The language and visual tone of this screen are deliberately calm and unhurried. Rather than signaling productivity or urgency, the interface invites presence. The goal is to help users ease into a focus session without pressure, while knowing that their data is only being read when they choose to engage.

This screen is designed for reflection rather than real-time action. Instead of showing raw data or moment-by-moment alerts, it offers a calm overview of how attention unfolded across the day.

The interface avoids language of success or failure, emphasizing that focus does not follow a straight line but moves in waves. This framing helps users step back from individual moments and see their experience as a whole.

The Today’s Rhythm summary is generated by AI based on patterns observed in eye blink and HRV signals throughout the day. Rather than explaining the data directly, it translates these patterns into a short narrative that describes how effort shifted and recovered, helping users make sense of their experience without feeling judged or corrected.

Below, the Focus Energy visualization brings multiple signals together. Focus, HRV, and eye blink are shown side by side to provide context, not comparison. No single metric is treated as a definitive answer. Instead, users are encouraged to notice relationships between signals and how their state changed over time.

By presenting data in this way, the screen supports awareness without pressure. It allows users to understand their own patterns, recognize moments of strain or recovery, and reflect on how attention responds to sustained effort—without turning observation into another form of performance tracking.

This screen expands on the Today’s Rhythm summary, offering a more detailed reflection on how attention shifted throughout the day. Rather than presenting new data, it slows the experience down and gives users space to read what was already sensed.

The Key Moments section breaks the day into a few meaningful points in time. These moments are selected based on noticeable shifts in eye blink and HRV patterns. Each entry simply describes what changed and how the body responded. The AI does not judge whether attention was focused or unfocused, productive or inefficient. It does not treat loss of focus as something wrong. Its role is to describe what happened, as it happened.

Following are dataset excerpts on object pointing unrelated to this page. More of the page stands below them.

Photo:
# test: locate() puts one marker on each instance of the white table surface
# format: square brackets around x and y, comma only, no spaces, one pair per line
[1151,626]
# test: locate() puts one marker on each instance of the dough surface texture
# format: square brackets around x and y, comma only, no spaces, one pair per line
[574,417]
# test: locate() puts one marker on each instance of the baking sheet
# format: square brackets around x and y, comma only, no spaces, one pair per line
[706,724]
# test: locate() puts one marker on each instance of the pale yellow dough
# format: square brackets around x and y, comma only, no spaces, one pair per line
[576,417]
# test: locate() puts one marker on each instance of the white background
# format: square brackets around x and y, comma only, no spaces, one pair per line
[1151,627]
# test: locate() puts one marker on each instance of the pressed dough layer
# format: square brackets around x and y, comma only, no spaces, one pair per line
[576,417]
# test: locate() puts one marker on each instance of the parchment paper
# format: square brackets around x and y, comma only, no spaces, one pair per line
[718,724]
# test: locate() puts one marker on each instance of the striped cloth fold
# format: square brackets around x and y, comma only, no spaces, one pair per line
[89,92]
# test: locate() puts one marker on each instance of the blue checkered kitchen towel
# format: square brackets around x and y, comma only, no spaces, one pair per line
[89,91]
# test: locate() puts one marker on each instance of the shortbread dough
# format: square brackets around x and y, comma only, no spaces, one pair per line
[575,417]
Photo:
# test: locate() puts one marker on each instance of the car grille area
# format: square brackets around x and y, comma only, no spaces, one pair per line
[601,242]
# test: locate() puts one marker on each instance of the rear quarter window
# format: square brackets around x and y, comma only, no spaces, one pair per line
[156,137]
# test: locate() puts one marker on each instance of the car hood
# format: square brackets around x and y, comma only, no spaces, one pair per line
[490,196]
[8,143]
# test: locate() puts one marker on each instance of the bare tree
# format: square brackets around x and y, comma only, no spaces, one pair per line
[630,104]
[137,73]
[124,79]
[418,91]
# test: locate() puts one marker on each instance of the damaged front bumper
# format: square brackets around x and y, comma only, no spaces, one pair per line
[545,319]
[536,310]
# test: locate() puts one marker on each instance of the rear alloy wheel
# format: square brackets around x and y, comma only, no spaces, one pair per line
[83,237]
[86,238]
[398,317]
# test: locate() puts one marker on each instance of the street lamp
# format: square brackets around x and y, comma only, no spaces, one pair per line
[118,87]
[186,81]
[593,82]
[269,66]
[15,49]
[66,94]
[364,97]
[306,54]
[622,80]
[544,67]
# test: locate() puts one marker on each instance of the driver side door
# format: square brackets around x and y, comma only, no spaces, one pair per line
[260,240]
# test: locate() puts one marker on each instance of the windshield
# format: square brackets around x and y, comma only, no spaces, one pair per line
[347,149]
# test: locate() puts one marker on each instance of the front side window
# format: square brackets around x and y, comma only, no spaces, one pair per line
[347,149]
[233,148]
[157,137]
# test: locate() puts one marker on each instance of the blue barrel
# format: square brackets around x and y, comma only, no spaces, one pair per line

Below, How your body supported attention today connects individual moments back to broader patterns. The AI explains how signals often appear together during sustained effort, helping users understand context without telling them what they should have done differently.

Across this screen, the AI acts as a translator rather than an authority. It reflects the truth of the day in clear language, allowing users to see their experience without pressure to fix, optimize, or perform.

Key Takeaways.

  • I learned that design decisions are strongest when they are guided by what the system should not do, not just what it should include.

  • I learned that translating complexity into something readable is more impactful than adding more functionality.

  • I learned that giving users control over when a system is active fundamentally changes how trustworthy it feels.

  • I learned that language, tone, and pacing are as important as visual layout when designing experiences around pressure and attention.

  • I learned that a product can be supportive without being directive, and that restraint can be an intentional design choice.

  • I learned that designing systems, rather than isolated screens, requires thinking across hardware, software, and interaction boundaries.